The theory further explains some of the known facts and composition of the moon, the material ejected from the earth may have condensed in or near the ecliptic plane, rendering the moon in the known orbit it has today. The composition of the moon, which is known to be less rich in iron is attributed to the fact that it may have retained little of the iron core after the collision. This is because the material had sunk deep into the earth before the collision. Additionally the rock materials that were ejected after the collision were vaporized and depleted of volatile elements and water hence the low water content of the moon compared to the earth as established today (Canup and Erik 710).
The theory also explains why the earth’s axial rotation is tilted 23 degrees; it is a result of the collision which resulted in the tipping of the earth hence the different season we experience today. Additionally one substantial evidence supporting this theory is the moon's orbit having similar orientation with the earth’s rotation or spin.
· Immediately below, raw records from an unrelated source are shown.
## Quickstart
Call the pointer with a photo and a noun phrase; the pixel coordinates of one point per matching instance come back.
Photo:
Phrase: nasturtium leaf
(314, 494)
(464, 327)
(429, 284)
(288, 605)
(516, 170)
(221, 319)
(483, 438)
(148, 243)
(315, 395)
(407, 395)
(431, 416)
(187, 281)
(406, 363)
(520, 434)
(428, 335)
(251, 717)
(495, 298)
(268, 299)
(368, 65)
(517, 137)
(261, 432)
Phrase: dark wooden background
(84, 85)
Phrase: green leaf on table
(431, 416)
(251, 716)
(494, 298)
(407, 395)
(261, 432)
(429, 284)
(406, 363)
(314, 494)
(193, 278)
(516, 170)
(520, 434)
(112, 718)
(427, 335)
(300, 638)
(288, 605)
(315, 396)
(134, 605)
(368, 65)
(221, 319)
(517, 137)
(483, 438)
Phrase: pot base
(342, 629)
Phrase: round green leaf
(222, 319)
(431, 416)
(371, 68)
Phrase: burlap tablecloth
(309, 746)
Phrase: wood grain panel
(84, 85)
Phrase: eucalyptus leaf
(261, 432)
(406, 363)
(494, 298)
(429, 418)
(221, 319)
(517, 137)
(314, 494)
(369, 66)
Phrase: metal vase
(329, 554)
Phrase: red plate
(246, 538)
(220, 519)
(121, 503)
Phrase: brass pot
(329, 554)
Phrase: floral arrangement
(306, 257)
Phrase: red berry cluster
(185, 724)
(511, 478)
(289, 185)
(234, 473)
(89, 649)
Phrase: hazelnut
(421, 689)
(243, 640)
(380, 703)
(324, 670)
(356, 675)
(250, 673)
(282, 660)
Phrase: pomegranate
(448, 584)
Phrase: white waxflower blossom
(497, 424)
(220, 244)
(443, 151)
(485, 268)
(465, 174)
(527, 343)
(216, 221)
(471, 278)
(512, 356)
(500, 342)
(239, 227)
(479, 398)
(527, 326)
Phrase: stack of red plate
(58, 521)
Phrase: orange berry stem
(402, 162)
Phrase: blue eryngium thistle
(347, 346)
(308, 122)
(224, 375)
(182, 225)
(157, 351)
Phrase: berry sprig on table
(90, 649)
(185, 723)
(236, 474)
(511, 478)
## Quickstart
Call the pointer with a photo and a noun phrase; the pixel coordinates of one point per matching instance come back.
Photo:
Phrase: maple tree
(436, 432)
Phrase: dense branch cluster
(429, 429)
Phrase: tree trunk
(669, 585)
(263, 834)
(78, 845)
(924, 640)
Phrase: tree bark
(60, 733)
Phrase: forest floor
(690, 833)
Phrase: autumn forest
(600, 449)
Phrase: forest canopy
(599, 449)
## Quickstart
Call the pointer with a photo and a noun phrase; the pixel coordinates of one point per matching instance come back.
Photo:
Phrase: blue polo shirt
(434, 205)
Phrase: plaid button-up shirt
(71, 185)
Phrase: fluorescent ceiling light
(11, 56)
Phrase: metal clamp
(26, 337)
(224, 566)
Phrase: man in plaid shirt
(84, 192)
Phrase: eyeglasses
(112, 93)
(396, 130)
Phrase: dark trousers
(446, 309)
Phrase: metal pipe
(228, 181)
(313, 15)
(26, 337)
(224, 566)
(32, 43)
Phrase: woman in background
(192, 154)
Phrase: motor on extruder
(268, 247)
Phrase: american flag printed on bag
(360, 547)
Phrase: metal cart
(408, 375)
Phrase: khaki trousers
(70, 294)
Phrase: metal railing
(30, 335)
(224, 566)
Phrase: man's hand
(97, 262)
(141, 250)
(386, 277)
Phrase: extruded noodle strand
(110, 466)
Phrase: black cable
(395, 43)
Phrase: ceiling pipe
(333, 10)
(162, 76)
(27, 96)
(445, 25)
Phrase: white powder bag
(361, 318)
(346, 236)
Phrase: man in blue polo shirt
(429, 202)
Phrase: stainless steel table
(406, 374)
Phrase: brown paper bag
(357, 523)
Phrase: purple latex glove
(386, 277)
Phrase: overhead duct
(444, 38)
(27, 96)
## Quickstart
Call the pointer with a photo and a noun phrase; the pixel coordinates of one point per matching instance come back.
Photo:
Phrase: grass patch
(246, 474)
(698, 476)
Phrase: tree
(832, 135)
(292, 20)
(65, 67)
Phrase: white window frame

This consistency with observation explains two different observations which are composition and properties of the moon, and the tilting of the earth. The theory appeals to most scientists as a theory explaining the formation of the moon (Canup and Erik 710).
How would a planet orbiting a first generation star be different from planets formed today? Could humans exist on that world? Why or why not?
The planets that orbit, a first generation star will contain only hydrogen and helium that were made in the stars (Spencer 20). On the other hand, planets forming today contain elements that were made in the stars these are hydrogen and helium and, in addition, contain those elements made in the big bang (Spencer 20). Humans could not exist in the earlier planets due to the absence of carbon and oxygen needed for life. Silicon and iron are needed for the formation of planets that can support life. These elements were only made in the big bang (Spencer 20). Planets that orbit first generation stars contain only hydrogen and helium and thus cannot support life.
Ambrosio, M., et al. "Search for the sidereal and solar diurnal modulations” Physical Review D 67.4 (2003): 042002.
Canup, Robin M., and Erik Asphaug. "Origin of the Moon in a giant impact near the end of the Earth's formation." Nature 412.6848 (2001): 708-712.
Condie, Kent C. Plate Tectonics. Butterworth-Heinemann, 1997.
Jellinek, A. Mark, and Michael Manga. "Links between long-lived hot spots, mantle plumes, d ″, and plate tectonics." Reviews of Geophysics 42.3 (2004).
O'Connell, Richard J. "On the scale of mantle convection." Tectonophysics 38.1 (1977): 119-136.
Spencer, Wayne R. "The existence and origin of extra solar planets." Journal of Creation 15.1 (2001): 17-25.